Overall, the combined NMR, UV/vis and ECD experiments allowed an unambiguous isomer assignment confirming constitutional alteration as a key-step as well as complete unidirectionality of motor 1. Especially noteworthy is the completely selective conversion of D-1 to E-1 and then to A-1, since isomer D-1 inherits a single bond instead of the configurationally stable double bond as rotation axis. It is only because of the significant intramolecular hydrogen bond that the rotation direction is not reversed in the thermal follow up step, which would populate C-1 instead E-1. Our calculations show that D-1 is the global minimum of the epoxide state, which is not the case when the OH proton is replaced by a methyl group in silico (see Supporting Information for the corresponding data). The hydrogen bonding effect is present even in protic solvents like MeOD-d4 (see below and the Supporting Information) and despite an apparent proton-deuterium exchange. Thus, intramolecular hydrogen bonding is truly dictating the sense of directionality in the D-1 to A-1 rotation sequence and thus is responsible for motion control instead of sterics. Interestingly this is not the case for the A-1 to B-1 to C-1 rotation sequence, although intramolecular hydrogen bonding is present in isomer A-1 and needs to be broken in the photochemical step. However, we found that when the OH proton is replaced again by a methyl group in silico, the inherent directionality of the corresponding A-2 to B-2 to C-2 rotation sequence is retained and thus is the same as in motor 1. It becomes apparent that isomers A are more stable than isomers B within this molecular setup in general, which is a steric effect that favors the i-propyl group residing at the same side of the indanone plane as the phenyl-methoxy (see the Supporting Information for more details).

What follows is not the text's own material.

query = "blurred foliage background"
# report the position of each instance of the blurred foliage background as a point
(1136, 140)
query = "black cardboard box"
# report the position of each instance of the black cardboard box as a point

When comparing the kinetics for the thermal helix inversion from D-1 to A-1 (both intramolecularly hydrogen bonded) no strong influence of the solvent polarity was observed. Kinetic analysis in MeOH or THF delivered roughly the same Gibbs energy of activation of ΔG‡ = 13 kcal/mol for this process (see Supporting Information). It has to be emphasized however, that for this process no full disruption of the intramolecular hydrogen bond is needed for the conversion from D-1 to A-1 but rather a proton hopping during re-tautomerization and epoxide opening. Therefore, possible effects of the solvent are likely to cancel out rather than preferring one isomeric state and significantly altering the energy landscape.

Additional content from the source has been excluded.